Следовательно, эти знаки могут быть определены как нечто противоположное признакам, симптомам, показателям, естественным сигналам. Отсюда ясно, что и то и другое не может быть объединено никаким общим понятием. Нет формального единства, раз одно является обратным другому. Но между тем и другим существует отношение исхода, генеза: чтобы понять природу человеческих речевых знаков, надо знать противоположную природу реакций у животных. Однако здесь логически немыслима схема постепенного перехода одного в другое, какую рисует, например, Л. О. Резников. «…Определение знака как бросающегося в глаза признака, сделанного представителем предмета, с генетической точки зрения является правильным.
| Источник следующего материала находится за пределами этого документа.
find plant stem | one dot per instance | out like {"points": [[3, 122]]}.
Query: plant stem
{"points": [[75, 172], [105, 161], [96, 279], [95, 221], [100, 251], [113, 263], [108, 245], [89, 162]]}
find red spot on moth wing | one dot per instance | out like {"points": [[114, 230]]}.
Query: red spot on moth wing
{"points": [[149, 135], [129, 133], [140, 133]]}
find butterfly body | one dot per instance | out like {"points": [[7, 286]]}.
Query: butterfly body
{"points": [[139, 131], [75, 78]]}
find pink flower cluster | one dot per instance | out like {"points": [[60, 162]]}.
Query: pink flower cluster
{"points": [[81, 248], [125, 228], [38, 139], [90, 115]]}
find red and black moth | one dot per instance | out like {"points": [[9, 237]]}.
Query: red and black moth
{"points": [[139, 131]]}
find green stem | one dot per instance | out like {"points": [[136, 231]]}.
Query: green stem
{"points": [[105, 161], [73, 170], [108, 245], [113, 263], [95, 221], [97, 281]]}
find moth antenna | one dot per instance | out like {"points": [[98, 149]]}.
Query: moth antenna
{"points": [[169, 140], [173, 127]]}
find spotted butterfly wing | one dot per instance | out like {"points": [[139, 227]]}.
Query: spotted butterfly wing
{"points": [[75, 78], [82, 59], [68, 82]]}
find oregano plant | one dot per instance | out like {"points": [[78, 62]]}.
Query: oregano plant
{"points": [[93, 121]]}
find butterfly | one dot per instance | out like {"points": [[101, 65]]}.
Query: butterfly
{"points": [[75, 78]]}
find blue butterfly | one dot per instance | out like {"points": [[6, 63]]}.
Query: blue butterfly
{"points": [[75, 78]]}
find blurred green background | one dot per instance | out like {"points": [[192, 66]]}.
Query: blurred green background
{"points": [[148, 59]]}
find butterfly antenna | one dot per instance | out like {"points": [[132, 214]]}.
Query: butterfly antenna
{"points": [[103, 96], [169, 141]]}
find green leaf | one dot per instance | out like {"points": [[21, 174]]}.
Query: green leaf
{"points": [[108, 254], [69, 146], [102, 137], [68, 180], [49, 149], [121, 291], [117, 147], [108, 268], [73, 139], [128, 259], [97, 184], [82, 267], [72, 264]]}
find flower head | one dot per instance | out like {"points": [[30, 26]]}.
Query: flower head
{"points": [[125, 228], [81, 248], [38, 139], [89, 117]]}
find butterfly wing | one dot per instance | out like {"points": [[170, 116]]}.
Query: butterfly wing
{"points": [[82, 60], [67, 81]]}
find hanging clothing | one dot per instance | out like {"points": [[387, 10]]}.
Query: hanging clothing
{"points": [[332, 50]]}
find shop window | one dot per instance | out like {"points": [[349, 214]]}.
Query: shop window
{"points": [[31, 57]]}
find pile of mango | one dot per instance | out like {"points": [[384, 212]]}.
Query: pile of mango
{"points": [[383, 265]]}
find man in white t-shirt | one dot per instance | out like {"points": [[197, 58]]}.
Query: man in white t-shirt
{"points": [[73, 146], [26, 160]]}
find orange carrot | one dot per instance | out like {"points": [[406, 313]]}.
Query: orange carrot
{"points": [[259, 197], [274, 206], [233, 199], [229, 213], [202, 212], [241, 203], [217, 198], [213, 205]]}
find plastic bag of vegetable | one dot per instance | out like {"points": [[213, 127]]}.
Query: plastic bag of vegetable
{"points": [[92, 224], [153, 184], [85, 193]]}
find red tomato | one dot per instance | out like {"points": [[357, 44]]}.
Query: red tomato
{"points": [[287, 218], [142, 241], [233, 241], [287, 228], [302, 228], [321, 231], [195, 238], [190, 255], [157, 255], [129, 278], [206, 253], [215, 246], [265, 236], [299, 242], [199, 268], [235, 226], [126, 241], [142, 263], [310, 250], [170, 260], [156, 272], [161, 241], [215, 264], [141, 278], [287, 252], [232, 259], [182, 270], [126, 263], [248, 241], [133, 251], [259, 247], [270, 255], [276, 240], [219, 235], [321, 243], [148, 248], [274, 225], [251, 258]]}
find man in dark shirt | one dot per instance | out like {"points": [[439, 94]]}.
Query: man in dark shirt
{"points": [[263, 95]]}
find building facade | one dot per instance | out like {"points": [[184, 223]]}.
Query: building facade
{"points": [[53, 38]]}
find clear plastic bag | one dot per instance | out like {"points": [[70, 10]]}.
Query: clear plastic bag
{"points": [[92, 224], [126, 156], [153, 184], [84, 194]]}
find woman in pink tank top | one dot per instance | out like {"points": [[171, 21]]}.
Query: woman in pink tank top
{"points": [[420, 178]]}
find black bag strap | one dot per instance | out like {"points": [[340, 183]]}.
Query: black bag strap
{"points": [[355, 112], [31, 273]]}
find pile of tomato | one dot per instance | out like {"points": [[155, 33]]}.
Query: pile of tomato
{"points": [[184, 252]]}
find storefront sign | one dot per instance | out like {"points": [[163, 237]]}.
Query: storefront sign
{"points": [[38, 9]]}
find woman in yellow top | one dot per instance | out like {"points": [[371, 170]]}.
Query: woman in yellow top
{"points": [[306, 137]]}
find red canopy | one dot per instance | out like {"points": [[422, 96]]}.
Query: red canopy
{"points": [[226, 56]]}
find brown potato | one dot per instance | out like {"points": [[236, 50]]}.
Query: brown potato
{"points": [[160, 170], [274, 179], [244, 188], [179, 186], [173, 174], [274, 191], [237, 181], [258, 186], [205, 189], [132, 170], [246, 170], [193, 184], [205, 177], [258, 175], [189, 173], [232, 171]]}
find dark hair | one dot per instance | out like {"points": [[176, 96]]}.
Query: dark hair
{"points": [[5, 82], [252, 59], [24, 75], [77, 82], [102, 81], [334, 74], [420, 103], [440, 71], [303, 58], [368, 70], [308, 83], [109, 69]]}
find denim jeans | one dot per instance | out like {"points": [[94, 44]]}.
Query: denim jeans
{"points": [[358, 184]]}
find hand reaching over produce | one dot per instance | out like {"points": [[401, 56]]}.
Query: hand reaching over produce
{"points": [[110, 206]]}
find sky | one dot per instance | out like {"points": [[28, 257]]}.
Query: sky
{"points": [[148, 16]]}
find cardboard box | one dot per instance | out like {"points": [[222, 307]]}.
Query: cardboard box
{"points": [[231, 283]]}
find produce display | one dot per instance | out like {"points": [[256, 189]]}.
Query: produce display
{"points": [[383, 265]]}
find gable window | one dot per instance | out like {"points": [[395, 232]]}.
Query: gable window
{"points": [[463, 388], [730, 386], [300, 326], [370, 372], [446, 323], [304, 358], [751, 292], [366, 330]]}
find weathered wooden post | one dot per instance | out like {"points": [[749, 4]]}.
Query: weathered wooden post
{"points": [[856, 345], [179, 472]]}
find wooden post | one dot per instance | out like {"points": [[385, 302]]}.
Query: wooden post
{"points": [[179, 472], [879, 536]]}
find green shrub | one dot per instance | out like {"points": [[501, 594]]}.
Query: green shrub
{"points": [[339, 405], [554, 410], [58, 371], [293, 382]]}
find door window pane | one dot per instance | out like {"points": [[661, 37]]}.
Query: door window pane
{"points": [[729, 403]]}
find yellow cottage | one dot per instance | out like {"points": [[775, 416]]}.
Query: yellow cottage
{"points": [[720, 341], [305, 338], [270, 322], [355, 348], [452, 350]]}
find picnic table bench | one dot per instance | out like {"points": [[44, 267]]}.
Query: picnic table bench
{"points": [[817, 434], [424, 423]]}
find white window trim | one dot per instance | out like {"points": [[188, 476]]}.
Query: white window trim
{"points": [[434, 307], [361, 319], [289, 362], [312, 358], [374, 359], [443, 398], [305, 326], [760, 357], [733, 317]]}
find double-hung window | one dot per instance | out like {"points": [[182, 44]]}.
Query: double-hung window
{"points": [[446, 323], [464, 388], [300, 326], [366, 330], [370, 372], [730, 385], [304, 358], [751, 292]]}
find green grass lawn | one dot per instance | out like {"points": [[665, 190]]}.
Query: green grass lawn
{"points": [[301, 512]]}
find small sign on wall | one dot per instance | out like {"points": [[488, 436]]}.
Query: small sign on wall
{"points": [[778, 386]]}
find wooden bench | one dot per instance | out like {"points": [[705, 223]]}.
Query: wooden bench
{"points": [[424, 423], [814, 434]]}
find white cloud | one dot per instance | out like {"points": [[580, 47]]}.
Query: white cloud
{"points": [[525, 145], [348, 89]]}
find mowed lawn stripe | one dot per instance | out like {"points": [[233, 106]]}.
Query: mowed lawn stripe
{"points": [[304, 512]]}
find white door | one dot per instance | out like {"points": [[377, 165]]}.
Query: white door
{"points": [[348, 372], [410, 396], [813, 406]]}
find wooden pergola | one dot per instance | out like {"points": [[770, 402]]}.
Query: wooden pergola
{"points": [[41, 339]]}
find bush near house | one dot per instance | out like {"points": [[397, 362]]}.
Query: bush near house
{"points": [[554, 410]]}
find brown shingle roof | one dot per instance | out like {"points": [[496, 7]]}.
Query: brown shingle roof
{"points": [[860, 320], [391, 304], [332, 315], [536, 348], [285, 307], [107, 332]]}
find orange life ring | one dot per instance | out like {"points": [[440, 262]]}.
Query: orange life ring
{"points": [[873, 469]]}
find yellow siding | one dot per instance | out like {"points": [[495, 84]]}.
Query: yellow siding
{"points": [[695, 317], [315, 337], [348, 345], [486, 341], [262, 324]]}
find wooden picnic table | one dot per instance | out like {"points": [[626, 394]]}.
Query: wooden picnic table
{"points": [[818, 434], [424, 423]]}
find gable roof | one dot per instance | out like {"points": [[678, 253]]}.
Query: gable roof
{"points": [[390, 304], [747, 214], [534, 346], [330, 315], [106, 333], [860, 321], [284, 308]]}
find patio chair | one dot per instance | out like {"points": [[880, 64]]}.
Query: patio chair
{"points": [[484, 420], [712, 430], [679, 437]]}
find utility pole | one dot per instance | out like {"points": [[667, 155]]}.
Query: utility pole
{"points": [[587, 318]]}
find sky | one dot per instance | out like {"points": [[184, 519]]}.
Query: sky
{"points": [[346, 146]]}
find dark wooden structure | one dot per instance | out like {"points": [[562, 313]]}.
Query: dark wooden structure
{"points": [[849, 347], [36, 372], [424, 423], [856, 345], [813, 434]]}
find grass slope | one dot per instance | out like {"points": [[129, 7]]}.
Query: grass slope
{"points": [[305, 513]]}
Имеются основания предполагать, что первоначально функция знаков действительно выполнялась признаками: значение признака как свойства предмета, его внешнего проявления, вызываемого им действия и т. п., с одной стороны, и его значение как знака предмета с другой, не были расчленены, они сливались. Но затем значение признака как знака выделилось. Стало ясно (? — Б. П.), что обозначающая функция может осуществляться некоторым явлением и в том случае, когда это явление не связано естественной связью с обозначаемым предметом. Функция знака обособилась от всех внешних проявлений предмета и была перенесена на другие предметы (явления), лишь условно связанные с обозначаемыми предметами. Таким образом, сделался возможным переход к созданию и использованию искусственных условных знаков, прежде всего языковых»[89]. Эта генетическая реконструкция, несомненно, полностью противоречит истине. Ведь ту же идею можно пересказать так: некогда для обозначения предметов служили верные признаки, а потом отбор сохранил для этой функции только (допустим, преимущественно) неверные признаки. Тут делается логическая ошибка: попытка взять за одну скобку два понятия, определяемые противоположностью друг другу. Истинна другая генетическая схема: языковые знаки появились как антитеза, как отрицание рефлекторных (условных и безусловных) раздражителей — признаков, показателей, симптомов, сигналов.